Kini sang kakak hanya terdiam. Masih mencerna apa yang baru saja terjadi. Ia tak bermaksud menyakiti si adik.

Sang ayah yang berdiri di dekatkupun membeku untuk beberapa saat. Hingga akhirnya ia tersadar dan berlari turun. Aku mengikutinya. Meninggalkan gelas kopiku begitu saja.

Di tempat si adik terkapar, sudah ramai orang mengerubungi. Termasuk sang kakak yang masih menggenggam bukunya. Aku tidak tahu seberapa parah si adik. Namun darah yang keluar sangatlah banyak. Aku memalingkan wajah karena tidak sanggup melihatnya.

Sang ayah membebat luka di kepala si adik dengan kain yang entah ia ambil dari mana.

“Aku punya mobil. Biar kuantarkan ke rumah sakit.” Tawarku tanpa pikir panjang.

Kampung ini sangat jauh dari kota. Tidak ada dinas kesehatan yang memadai, juga tidak ada ambulans.

Sang ayah langsung membopong tubuh putrinya menuju mobilku. Aku yang akan menyetir.

Kami pergi berempat saja. Aku, sang ayah, kakak, dan adiknya yang berdarah-darah.

Aku menyetir dengan sedikit gemetar. Saat di tengah jalan, sang ayah memitaku berhenti. Ada satu bangunan di depan, samping kanan kiri hanyalah persawahan. Sang ayah membopong putrinya keluar dari mobil menuju rumah tersebut. Sang kakak mengikuti dengan bingung. Aku lebih bingung lagi.

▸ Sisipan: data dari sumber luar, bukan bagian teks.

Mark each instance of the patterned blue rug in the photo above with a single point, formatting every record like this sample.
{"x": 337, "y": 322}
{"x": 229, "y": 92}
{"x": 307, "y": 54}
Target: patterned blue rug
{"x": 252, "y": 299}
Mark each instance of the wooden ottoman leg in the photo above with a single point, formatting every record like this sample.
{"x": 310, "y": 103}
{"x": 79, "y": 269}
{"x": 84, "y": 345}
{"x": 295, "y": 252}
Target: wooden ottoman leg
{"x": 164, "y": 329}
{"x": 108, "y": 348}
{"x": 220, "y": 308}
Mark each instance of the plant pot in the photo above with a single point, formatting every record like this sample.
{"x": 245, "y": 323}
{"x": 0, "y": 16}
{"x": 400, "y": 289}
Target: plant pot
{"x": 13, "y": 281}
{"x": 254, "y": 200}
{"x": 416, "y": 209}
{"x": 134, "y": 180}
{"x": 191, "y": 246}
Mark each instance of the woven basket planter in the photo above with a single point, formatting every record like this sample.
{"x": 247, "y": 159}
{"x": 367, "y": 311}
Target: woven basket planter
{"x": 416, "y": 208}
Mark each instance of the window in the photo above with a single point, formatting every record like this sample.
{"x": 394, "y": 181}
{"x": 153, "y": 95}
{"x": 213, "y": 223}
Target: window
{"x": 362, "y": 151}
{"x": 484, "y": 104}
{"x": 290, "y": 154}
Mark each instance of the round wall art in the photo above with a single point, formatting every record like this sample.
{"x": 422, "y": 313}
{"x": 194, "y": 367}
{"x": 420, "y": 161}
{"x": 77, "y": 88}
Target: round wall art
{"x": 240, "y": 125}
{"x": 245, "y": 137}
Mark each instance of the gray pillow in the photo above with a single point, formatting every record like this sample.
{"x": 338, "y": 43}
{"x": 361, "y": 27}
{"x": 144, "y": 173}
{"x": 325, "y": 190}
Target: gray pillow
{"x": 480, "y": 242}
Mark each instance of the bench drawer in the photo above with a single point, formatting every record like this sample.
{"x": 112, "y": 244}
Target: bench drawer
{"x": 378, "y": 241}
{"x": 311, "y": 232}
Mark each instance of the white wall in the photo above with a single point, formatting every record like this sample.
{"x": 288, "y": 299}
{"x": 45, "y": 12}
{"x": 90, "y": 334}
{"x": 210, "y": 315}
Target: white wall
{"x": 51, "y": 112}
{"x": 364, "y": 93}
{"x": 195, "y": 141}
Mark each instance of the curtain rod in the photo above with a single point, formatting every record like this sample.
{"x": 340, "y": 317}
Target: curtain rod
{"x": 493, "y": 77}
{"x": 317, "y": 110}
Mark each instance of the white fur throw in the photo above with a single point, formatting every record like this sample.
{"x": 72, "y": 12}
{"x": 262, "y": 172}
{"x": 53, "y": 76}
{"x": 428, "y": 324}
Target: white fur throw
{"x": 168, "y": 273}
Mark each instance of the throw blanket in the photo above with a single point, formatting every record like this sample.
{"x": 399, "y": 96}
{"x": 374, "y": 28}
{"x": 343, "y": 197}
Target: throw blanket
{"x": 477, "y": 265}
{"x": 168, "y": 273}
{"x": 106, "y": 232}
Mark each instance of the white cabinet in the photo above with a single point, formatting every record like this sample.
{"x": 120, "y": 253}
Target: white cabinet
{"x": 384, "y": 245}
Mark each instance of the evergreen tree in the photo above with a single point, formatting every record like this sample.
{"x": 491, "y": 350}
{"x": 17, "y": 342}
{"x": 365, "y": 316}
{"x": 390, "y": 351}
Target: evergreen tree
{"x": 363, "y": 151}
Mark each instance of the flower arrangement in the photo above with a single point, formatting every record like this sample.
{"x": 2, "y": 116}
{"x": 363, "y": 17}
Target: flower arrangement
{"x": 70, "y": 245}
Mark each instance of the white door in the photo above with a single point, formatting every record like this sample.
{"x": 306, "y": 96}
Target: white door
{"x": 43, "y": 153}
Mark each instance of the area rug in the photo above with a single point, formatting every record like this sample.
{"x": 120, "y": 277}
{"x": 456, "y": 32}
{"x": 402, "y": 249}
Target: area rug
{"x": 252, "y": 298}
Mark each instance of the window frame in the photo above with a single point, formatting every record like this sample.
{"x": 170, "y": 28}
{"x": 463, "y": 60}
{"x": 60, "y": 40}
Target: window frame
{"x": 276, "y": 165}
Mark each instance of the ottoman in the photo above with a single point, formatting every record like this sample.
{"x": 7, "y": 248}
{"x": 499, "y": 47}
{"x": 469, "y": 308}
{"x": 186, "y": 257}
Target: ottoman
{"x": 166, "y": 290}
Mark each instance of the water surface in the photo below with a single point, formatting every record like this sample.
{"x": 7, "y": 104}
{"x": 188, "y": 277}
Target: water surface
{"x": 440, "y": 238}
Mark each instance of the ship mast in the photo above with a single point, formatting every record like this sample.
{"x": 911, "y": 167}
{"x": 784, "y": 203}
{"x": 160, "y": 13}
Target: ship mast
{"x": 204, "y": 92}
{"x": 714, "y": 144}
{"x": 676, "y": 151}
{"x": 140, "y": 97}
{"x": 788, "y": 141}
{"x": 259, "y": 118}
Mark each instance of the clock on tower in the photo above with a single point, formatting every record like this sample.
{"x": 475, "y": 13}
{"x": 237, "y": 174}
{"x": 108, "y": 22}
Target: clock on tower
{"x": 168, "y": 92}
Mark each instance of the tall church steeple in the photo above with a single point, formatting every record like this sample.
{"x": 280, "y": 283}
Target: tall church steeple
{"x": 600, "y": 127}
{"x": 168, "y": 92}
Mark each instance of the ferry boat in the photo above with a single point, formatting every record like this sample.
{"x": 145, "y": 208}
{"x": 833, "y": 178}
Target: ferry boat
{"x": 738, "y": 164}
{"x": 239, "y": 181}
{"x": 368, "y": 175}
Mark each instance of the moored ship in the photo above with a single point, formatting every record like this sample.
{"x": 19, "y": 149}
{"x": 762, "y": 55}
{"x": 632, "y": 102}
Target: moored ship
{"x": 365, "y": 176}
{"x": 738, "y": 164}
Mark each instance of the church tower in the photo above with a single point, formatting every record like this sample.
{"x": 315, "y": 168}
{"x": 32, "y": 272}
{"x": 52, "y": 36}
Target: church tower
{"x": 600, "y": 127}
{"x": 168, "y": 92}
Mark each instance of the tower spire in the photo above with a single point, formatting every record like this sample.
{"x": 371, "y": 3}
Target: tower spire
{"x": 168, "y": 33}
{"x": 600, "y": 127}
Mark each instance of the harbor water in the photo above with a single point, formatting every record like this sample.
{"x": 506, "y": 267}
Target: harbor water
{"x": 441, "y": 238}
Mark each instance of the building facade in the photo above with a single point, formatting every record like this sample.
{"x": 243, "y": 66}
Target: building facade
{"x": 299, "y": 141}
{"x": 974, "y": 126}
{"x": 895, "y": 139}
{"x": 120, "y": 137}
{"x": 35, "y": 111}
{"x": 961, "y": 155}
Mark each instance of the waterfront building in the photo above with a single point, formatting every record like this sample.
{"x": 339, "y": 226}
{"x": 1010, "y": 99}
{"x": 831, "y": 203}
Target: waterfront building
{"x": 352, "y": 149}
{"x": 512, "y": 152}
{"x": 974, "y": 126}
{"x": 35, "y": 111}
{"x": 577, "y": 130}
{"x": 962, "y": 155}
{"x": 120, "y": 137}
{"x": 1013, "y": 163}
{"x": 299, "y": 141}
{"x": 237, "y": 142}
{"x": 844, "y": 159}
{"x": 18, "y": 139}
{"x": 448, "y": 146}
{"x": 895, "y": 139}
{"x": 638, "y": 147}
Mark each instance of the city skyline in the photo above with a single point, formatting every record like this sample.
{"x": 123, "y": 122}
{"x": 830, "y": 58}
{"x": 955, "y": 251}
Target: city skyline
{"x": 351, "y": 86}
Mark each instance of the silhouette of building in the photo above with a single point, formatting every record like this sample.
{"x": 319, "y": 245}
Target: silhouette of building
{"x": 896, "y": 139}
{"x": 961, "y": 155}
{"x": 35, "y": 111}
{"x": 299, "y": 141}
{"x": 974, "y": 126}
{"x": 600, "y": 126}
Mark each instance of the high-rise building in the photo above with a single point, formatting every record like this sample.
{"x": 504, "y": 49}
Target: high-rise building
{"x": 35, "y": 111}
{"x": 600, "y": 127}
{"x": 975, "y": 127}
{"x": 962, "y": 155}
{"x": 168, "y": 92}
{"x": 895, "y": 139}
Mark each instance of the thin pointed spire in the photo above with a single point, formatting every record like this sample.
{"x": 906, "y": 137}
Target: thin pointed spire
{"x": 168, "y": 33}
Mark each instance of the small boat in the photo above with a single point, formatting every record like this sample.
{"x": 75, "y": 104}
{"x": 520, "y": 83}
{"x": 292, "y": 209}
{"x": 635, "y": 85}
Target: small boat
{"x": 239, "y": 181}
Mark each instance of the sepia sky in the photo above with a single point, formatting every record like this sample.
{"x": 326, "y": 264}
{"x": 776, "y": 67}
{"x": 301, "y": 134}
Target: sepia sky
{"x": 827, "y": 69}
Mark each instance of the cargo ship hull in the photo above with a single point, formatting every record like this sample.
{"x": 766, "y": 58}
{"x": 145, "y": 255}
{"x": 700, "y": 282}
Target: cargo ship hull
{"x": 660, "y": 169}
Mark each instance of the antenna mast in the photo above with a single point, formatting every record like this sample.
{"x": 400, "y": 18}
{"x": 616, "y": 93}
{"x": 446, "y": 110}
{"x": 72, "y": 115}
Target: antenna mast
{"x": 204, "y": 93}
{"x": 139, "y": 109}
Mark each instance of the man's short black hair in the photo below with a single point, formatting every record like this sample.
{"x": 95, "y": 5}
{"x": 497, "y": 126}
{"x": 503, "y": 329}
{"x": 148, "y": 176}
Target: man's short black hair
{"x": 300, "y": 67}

Kutunggu beberapa menit, mereka tak kunjung kembali. Kuputuskan untuk menyusul. Meninggalkan mobilku yang jok belakangnya sudah tercecer banyak darah.

Di dalam bangunan yang terlihat tua itu tidak ada sang ayah. Tubuh si adik tergeletak di lantai begitu saja. Dan sang kakak terkapar tidak jauh darinya. Dengan perut yang sudah terkoyak isinya.

Kututup mulutku dengan kedua tangan, sambil berjalan mundur. Air mata ketakutan sudah menggenang. Aku sebenarnya tak mengerti.

.

Seharusnya aku tidak terlibat, seharusnya aku tidak pernah menawarkan diri mengantarkan mereka ke rumah sakit. Seharusnya aku pura-pura tidak tahu saja.....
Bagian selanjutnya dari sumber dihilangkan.